Try all split methods with EmoDB using OpenSMILE features and XGBoost:

```bash
# 1. Specified split
python -m nkululeko.nkululeko --config examples/exp_emodb_split_specified.ini

# 2. Random split
python -m nkululeko.nkululeko --config examples/exp_emodb_split_random.ini

# 3. Speaker split
python -m nkululeko.nkululeko --config examples/exp_emodb_split_speaker.ini

# 4. LOSO
python -m nkululeko.nkululeko --config examples/exp_emodb_split_loso.ini

# 5. LOGO
python -m nkululeko.nkululeko --config examples/exp_emodb_split_logo.ini

# 6. 5-fold cross-validation
python -m nkululeko.nkululeko --config examples/exp_emodb_split_kfold.ini
```

**Question:** Which split strategy gives the best performance?
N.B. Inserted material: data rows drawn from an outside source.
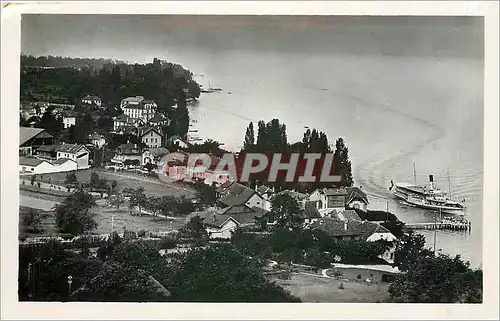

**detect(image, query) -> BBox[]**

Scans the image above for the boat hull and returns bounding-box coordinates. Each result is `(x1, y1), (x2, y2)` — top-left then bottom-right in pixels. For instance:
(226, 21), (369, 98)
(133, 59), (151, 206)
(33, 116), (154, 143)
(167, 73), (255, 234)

(392, 189), (465, 215)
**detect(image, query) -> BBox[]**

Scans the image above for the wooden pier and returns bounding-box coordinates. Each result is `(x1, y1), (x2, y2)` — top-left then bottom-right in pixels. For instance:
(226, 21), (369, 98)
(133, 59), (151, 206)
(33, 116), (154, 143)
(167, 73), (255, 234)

(405, 220), (471, 231)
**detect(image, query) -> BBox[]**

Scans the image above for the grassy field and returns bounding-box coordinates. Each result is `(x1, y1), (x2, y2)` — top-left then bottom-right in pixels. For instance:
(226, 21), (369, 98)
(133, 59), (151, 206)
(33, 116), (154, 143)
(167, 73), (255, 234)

(32, 170), (196, 197)
(272, 274), (389, 303)
(93, 202), (185, 234)
(19, 195), (185, 237)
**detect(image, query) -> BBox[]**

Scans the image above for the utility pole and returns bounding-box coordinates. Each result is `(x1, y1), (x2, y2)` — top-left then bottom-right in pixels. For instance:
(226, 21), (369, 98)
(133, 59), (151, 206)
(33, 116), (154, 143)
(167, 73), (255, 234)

(447, 169), (451, 198)
(433, 212), (437, 255)
(413, 163), (417, 186)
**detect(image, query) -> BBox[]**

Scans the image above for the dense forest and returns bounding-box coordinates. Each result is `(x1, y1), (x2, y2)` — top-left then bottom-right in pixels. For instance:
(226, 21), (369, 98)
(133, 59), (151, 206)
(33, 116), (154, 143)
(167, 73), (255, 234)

(21, 55), (125, 70)
(240, 119), (354, 191)
(21, 56), (200, 137)
(21, 56), (200, 110)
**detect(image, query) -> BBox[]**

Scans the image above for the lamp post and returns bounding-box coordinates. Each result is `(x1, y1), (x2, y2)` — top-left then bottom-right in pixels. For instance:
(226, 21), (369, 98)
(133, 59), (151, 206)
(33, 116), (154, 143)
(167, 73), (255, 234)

(68, 275), (73, 296)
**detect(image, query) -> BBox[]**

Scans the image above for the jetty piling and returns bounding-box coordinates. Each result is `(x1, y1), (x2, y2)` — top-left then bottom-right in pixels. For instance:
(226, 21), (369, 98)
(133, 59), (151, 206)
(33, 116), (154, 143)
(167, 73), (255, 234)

(406, 220), (472, 231)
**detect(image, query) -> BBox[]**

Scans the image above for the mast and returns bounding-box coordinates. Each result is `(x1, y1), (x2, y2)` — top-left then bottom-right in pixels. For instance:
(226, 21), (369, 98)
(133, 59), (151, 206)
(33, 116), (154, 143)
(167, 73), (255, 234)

(413, 162), (417, 186)
(447, 169), (451, 198)
(433, 209), (441, 255)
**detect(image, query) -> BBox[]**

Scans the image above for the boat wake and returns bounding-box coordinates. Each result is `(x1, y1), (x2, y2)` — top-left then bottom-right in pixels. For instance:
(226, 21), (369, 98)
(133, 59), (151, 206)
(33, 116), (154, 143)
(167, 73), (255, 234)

(332, 90), (444, 198)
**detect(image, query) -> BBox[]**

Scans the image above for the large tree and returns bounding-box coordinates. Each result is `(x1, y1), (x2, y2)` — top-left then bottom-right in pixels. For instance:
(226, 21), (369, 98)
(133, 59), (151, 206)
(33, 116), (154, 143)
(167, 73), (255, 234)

(243, 122), (255, 150)
(54, 191), (97, 235)
(389, 255), (483, 303)
(36, 106), (64, 136)
(333, 138), (354, 186)
(271, 193), (304, 230)
(168, 244), (300, 302)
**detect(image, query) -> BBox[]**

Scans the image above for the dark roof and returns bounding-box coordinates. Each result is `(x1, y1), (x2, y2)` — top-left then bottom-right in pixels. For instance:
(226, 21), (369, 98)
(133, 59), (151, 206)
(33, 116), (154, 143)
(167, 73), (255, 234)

(38, 144), (88, 154)
(273, 190), (309, 202)
(53, 158), (76, 165)
(19, 127), (54, 146)
(257, 185), (273, 194)
(89, 133), (106, 140)
(219, 183), (257, 206)
(325, 188), (347, 196)
(19, 157), (46, 166)
(341, 210), (361, 221)
(215, 181), (234, 193)
(186, 208), (240, 228)
(121, 96), (144, 104)
(303, 201), (321, 218)
(346, 187), (369, 204)
(114, 114), (130, 122)
(144, 147), (168, 158)
(116, 143), (142, 155)
(310, 217), (389, 239)
(82, 95), (101, 100)
(138, 127), (163, 137)
(148, 113), (168, 123)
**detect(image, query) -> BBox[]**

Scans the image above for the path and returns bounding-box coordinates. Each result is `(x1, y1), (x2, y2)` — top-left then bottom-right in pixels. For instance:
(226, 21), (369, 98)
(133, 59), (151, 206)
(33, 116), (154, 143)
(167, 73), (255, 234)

(98, 171), (193, 192)
(19, 194), (58, 211)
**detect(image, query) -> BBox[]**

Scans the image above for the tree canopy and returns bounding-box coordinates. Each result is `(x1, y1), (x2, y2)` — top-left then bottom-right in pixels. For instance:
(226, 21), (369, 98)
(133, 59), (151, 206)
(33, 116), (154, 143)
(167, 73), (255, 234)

(54, 190), (97, 235)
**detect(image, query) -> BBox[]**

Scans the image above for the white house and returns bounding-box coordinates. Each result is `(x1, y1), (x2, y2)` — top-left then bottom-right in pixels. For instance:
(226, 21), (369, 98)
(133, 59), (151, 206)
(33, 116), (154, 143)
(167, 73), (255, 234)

(120, 96), (158, 122)
(111, 143), (142, 165)
(37, 143), (90, 169)
(88, 133), (106, 149)
(138, 127), (163, 148)
(62, 112), (76, 128)
(309, 216), (397, 263)
(345, 187), (369, 212)
(186, 209), (241, 239)
(218, 182), (271, 211)
(141, 147), (168, 165)
(19, 157), (78, 174)
(80, 95), (102, 107)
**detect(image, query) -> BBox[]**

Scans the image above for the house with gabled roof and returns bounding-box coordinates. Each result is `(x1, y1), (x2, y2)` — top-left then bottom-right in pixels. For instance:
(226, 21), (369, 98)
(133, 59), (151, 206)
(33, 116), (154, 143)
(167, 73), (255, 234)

(147, 113), (170, 126)
(309, 187), (369, 212)
(111, 142), (143, 165)
(345, 187), (370, 212)
(218, 182), (271, 211)
(186, 205), (269, 239)
(19, 156), (78, 174)
(80, 95), (102, 107)
(120, 96), (158, 122)
(36, 143), (90, 169)
(186, 209), (240, 239)
(137, 126), (164, 148)
(19, 127), (55, 156)
(307, 216), (397, 263)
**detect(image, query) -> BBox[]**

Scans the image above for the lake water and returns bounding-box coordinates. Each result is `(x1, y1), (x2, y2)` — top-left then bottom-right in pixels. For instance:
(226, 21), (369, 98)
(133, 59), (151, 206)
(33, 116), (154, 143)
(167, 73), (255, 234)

(182, 46), (483, 266)
(22, 15), (484, 266)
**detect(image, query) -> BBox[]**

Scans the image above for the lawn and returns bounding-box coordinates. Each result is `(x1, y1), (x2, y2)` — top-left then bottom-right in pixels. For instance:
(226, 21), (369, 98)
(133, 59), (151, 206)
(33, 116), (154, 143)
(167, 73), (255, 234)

(271, 274), (389, 303)
(29, 170), (196, 197)
(93, 202), (185, 234)
(19, 195), (185, 237)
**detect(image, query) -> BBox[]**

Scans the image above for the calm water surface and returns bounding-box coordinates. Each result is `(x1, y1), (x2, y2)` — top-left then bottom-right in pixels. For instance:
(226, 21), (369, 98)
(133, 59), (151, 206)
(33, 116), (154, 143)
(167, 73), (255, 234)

(22, 15), (484, 266)
(185, 52), (483, 266)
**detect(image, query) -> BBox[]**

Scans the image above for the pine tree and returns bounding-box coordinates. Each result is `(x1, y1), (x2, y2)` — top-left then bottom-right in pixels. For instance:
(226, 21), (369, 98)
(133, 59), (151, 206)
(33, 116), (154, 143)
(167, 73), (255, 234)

(333, 138), (354, 186)
(243, 122), (255, 150)
(257, 120), (268, 150)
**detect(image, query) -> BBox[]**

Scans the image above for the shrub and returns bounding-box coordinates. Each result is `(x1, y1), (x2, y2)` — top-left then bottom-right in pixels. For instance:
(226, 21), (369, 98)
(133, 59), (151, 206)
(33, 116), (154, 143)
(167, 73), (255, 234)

(160, 237), (177, 250)
(123, 230), (137, 241)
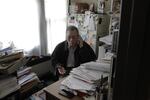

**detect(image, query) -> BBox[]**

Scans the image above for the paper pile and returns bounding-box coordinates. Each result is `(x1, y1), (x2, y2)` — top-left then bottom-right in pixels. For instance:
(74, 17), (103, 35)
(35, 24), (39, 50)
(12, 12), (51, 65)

(60, 62), (110, 95)
(17, 67), (39, 92)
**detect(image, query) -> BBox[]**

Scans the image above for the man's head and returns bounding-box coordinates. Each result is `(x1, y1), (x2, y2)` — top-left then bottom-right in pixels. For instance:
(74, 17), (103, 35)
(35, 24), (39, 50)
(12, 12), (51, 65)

(66, 26), (79, 47)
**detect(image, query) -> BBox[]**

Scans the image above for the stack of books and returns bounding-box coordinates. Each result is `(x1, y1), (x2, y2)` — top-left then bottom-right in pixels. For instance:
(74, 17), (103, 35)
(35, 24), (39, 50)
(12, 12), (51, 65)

(17, 67), (40, 92)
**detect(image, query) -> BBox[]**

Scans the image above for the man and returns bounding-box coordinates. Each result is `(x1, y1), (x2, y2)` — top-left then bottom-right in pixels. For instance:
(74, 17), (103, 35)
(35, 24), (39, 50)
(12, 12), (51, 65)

(51, 26), (96, 79)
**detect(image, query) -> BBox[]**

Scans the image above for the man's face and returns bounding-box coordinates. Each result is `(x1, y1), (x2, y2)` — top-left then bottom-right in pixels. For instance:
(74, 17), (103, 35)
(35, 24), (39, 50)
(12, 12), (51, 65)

(67, 30), (78, 47)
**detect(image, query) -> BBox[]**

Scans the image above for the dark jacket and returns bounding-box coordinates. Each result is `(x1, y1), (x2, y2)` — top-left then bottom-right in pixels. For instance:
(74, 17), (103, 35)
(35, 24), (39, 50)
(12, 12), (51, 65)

(51, 41), (96, 75)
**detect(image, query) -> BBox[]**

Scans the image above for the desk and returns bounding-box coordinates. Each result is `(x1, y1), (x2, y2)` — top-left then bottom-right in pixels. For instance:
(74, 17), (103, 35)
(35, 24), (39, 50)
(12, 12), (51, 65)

(44, 78), (84, 100)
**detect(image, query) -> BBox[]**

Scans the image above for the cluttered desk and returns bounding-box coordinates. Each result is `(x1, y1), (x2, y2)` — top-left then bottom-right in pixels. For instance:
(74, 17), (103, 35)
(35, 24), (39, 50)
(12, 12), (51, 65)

(44, 62), (110, 100)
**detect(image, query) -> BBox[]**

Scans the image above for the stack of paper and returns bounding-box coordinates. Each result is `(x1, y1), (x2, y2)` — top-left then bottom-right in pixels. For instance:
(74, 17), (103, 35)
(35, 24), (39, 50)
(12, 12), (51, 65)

(81, 61), (110, 73)
(0, 75), (20, 99)
(70, 66), (108, 83)
(17, 67), (39, 86)
(60, 62), (110, 95)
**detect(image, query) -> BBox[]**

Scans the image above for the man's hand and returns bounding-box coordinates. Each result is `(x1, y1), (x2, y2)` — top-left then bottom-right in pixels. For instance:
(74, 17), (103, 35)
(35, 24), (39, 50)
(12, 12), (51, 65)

(58, 66), (66, 75)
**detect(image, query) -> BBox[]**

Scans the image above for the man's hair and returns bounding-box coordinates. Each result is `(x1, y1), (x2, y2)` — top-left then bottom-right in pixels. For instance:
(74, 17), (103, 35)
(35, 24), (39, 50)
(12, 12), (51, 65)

(66, 25), (79, 35)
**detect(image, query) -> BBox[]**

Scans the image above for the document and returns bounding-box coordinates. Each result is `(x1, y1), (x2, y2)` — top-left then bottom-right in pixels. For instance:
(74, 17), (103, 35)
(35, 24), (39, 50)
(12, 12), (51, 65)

(61, 75), (96, 91)
(81, 61), (110, 73)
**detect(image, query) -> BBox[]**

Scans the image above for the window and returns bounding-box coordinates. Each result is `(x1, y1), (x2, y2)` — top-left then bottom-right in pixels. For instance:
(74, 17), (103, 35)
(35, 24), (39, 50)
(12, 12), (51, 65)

(0, 0), (40, 53)
(45, 0), (67, 54)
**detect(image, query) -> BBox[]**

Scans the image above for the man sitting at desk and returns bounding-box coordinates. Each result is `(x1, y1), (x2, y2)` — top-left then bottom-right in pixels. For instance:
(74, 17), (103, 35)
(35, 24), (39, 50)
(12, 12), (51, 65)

(51, 26), (96, 78)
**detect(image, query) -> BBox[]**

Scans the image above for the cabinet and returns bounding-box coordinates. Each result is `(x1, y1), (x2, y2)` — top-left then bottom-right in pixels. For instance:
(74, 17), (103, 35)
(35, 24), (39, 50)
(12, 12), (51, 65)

(67, 0), (110, 56)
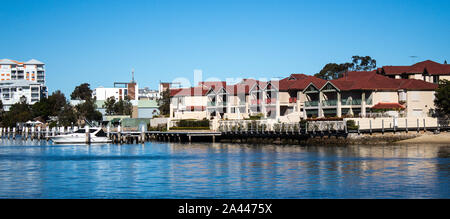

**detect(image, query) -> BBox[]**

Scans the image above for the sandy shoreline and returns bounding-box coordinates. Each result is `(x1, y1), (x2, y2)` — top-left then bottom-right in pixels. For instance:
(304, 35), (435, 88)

(396, 132), (450, 145)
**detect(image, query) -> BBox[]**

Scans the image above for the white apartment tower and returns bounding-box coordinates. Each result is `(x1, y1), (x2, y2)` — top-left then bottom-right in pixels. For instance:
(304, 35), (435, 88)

(0, 59), (47, 111)
(0, 59), (45, 85)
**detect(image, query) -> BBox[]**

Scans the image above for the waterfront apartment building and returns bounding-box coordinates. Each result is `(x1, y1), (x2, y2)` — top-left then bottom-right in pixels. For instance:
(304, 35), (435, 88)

(171, 60), (438, 122)
(377, 60), (450, 84)
(138, 87), (161, 100)
(0, 79), (47, 111)
(92, 83), (138, 101)
(0, 59), (48, 111)
(0, 59), (45, 85)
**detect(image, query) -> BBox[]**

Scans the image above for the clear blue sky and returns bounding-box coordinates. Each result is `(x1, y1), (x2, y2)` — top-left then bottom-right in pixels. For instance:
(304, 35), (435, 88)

(0, 0), (450, 96)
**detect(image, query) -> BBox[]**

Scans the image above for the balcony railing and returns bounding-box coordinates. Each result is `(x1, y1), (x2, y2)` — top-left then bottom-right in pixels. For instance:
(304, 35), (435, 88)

(252, 99), (262, 105)
(266, 98), (277, 104)
(305, 101), (319, 107)
(322, 100), (337, 106)
(341, 99), (362, 106)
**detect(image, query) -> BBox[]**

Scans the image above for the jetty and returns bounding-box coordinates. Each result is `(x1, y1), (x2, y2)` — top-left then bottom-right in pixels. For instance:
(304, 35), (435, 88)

(0, 119), (449, 144)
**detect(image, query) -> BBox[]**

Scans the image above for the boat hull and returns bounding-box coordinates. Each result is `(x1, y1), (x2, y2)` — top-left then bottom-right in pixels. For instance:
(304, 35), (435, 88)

(51, 136), (112, 144)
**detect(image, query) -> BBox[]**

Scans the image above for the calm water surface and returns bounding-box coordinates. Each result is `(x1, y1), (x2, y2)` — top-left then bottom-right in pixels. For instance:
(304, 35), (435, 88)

(0, 139), (450, 199)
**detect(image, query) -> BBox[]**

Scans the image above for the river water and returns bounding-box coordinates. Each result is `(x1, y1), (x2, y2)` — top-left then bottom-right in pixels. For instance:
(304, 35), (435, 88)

(0, 139), (450, 199)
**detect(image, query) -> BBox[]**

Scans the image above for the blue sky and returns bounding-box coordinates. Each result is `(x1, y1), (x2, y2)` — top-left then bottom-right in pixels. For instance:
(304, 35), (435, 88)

(0, 0), (450, 96)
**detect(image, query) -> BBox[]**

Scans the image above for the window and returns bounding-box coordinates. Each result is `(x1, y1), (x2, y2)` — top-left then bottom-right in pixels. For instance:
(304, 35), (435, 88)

(433, 75), (439, 84)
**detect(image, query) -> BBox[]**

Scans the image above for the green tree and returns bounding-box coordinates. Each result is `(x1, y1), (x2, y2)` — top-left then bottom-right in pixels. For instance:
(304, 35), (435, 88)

(314, 56), (377, 80)
(434, 80), (450, 117)
(114, 97), (133, 115)
(75, 99), (102, 121)
(102, 97), (116, 115)
(2, 98), (33, 127)
(70, 83), (92, 100)
(31, 98), (52, 120)
(158, 89), (170, 116)
(351, 56), (377, 71)
(314, 63), (352, 80)
(58, 104), (77, 126)
(48, 90), (68, 116)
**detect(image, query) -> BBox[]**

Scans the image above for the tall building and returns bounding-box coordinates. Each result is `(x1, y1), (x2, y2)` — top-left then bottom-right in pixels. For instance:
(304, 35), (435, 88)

(0, 59), (45, 85)
(0, 59), (48, 111)
(92, 82), (138, 101)
(0, 79), (47, 111)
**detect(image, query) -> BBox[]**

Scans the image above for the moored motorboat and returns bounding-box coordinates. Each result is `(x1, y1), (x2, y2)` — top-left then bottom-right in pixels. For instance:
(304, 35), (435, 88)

(50, 127), (112, 144)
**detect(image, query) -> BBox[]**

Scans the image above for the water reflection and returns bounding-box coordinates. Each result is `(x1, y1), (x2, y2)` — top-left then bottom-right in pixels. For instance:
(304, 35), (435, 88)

(0, 139), (450, 198)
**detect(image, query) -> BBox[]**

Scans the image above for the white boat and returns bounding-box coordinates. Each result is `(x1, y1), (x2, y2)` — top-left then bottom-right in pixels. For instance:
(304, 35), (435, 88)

(50, 128), (112, 144)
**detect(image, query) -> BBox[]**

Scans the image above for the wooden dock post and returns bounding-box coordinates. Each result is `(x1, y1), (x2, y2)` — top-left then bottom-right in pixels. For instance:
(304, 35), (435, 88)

(37, 126), (41, 140)
(392, 117), (397, 134)
(423, 119), (427, 132)
(358, 120), (361, 135)
(417, 118), (420, 133)
(140, 124), (145, 143)
(45, 126), (50, 141)
(117, 125), (122, 144)
(84, 125), (91, 144)
(405, 118), (408, 133)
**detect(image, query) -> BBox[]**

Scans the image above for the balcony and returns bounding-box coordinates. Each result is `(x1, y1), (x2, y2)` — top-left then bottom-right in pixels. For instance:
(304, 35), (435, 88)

(252, 99), (262, 105)
(305, 101), (319, 107)
(266, 98), (277, 104)
(341, 98), (362, 106)
(322, 100), (337, 106)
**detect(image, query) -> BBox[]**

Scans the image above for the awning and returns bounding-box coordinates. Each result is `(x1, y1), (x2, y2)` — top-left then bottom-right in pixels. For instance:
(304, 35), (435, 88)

(372, 103), (405, 109)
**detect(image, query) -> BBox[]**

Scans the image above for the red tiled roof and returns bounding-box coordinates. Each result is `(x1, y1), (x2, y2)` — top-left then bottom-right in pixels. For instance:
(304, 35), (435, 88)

(372, 103), (405, 109)
(198, 81), (227, 88)
(330, 71), (438, 90)
(186, 106), (206, 111)
(279, 74), (327, 91)
(378, 60), (450, 75)
(170, 87), (208, 97)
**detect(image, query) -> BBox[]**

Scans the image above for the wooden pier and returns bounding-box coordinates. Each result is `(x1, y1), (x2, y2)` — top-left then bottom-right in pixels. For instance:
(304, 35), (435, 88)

(0, 119), (449, 144)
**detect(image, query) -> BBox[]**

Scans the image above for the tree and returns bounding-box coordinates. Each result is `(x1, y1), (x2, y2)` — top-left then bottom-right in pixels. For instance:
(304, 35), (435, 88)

(70, 83), (92, 100)
(158, 89), (170, 116)
(351, 56), (377, 71)
(102, 97), (116, 115)
(314, 63), (352, 80)
(314, 56), (377, 80)
(434, 80), (450, 117)
(58, 104), (77, 126)
(75, 99), (102, 121)
(2, 98), (33, 127)
(114, 97), (133, 115)
(48, 90), (68, 116)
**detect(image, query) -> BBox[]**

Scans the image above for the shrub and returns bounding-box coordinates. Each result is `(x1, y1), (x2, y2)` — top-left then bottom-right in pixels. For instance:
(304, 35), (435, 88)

(347, 120), (359, 130)
(177, 119), (209, 128)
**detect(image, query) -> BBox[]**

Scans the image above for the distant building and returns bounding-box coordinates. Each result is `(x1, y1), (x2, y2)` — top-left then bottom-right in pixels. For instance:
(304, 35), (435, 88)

(138, 87), (161, 100)
(95, 100), (159, 119)
(0, 59), (45, 85)
(377, 60), (450, 84)
(92, 82), (138, 101)
(0, 80), (47, 111)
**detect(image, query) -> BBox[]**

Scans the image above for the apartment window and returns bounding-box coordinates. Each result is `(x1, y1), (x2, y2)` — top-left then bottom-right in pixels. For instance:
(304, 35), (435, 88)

(433, 75), (439, 84)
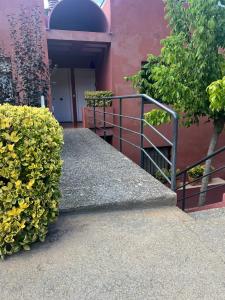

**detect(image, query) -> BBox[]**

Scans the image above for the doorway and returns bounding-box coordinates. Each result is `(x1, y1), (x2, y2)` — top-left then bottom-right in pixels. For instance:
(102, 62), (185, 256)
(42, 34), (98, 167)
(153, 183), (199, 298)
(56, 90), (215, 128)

(51, 68), (96, 123)
(74, 69), (96, 122)
(51, 68), (74, 123)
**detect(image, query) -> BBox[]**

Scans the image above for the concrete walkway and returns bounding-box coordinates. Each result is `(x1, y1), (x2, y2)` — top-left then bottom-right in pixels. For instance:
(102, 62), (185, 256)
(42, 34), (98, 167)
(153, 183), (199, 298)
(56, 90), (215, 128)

(60, 128), (176, 210)
(0, 129), (225, 300)
(0, 207), (225, 300)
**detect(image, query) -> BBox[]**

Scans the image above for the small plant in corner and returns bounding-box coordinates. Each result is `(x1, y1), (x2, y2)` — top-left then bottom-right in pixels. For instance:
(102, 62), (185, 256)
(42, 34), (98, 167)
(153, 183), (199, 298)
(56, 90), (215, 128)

(85, 91), (113, 107)
(155, 168), (181, 186)
(187, 165), (214, 185)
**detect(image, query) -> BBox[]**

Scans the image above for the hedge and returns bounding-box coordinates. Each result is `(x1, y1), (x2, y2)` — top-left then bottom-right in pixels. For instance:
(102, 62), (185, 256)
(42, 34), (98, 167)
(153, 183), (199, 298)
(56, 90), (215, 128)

(0, 104), (63, 258)
(85, 91), (113, 107)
Why?

**Expected findings:**
- **Random split** typically gives the highest performance (but least realistic)
- **Speaker split / LOSO** give more conservative (realistic) performance
- **K-fold / LOGO** provide robust estimates with confidence intervals

---

## Exercise 2: Detecting Overfitting

Run a neural network experiment to visualize when overfitting starts:

**Configuration:** [exp_emodb_split_overfitting.ini](../examples/exp_emodb_split_overfitting.ini)

```bash
python -m nkululeko.nkululeko --config examples/exp_emodb_split_overfitting.ini
```

This configuration:
- Uses an MLP with layers `{l1: 1024, l2: 64}`
- Trains for 200 epochs
- Plots epoch progression and identifies the best model

**What to look for:**
1. Open the epoch progression plot in `examples/results/exp_emodb_split_overfitting/images/`
2. Find where training loss continues decreasing but validation loss starts increasing
3. That's where overfitting begins!

---

## Comparison Table

| Split Strategy | Speaker Independent | Use Case | Computational Cost | Realism |
|---------------|-------------------|----------|-------------------|---------|
| **Specified** | Depends on dataset | Benchmark comparison | Low | Varies |
| **Random** | ❌ No | Quick experiments | Low | Low |
| **Speaker Split** | ✅ Yes | Real-world deployment | Low | High |
| **LOSO** | ✅ Yes | Small datasets, per-speaker analysis | High | Very High |
| **LOGO** | Configurable | Hyperparameter tuning | Medium | Medium |
| **K-Fold** | Configurable | Robust evaluation | Medium-High | Medium |

---

## Best Practices

### For Small Datasets (< 1000 samples)
1. Use **k-fold cross-validation** (k=5 or k=10) on train+dev
2. Keep a separate test set that you evaluate ONLY ONCE
3. Consider **LOSO** if you have < 20 speakers

### For Medium Datasets (1000-10,000 samples)
1. Use **speaker split** with 80/10/10 (train/dev/test)
2. Ensure different speakers in each split
3. Use **k-fold** on training data for hyperparameter tuning

### For Large Datasets (> 10,000 samples)
1. Simple **random split** or **speaker split** works well
2. Dev and test sets can be smaller (e.g., 5% each)
3. Focus on ensuring the test set covers the population diversity

### General Tips
- ✅ **Always** keep test data separate until final evaluation
- ✅ Use **speaker split** for realistic performance estimates
- ✅ Use **cross-validation** for robust hyperparameter tuning
- ❌ **Never** tune on test data
- ❌ Don't evaluate on test data multiple times (you'll overfit!)

---

## Advanced: Balanced Splits

For imbalanced datasets, use stratified or balanced splits:

```ini
[DATA]
emodb.split_strategy = balanced
emodb.test_size = 20
# Stratify by multiple variables with weights
balance = {'emotion':2, 'age':1, 'gender':1}
age_bins = 2
size_diff_weight = 1
```

See [exp_emodb_split.ini](../examples/exp_emodb_split.ini) for a complete example.

---

## References

- Blog post: [How to Split Your Data](http://blog.syntheticspeech.de/2022/12/01/how-to-split-you-data/)
- Documentation: [Nkululeko INI file reference](https://github.com/felixbur/nkululeko/blob/main/ini_file.md#data)
- Related: [How to Evaluate Your Model](http://blog.syntheticspeech.de/2022/11/28/how-to-evaluate-your-model/)

---

## Summary

Choosing the right split strategy is crucial for reliable machine learning experiments:

- **For benchmarking**: Use specified splits
- **For real-world deployment**: Use speaker split or LOSO  
- **For quick experiments**: Use random split
- **For small datasets**: Use k-fold cross-validation
- **For hyperparameter tuning**: Use LOGO or k-fold

Remember: Your test set performance is only meaningful if it represents the real-world scenario your model will face!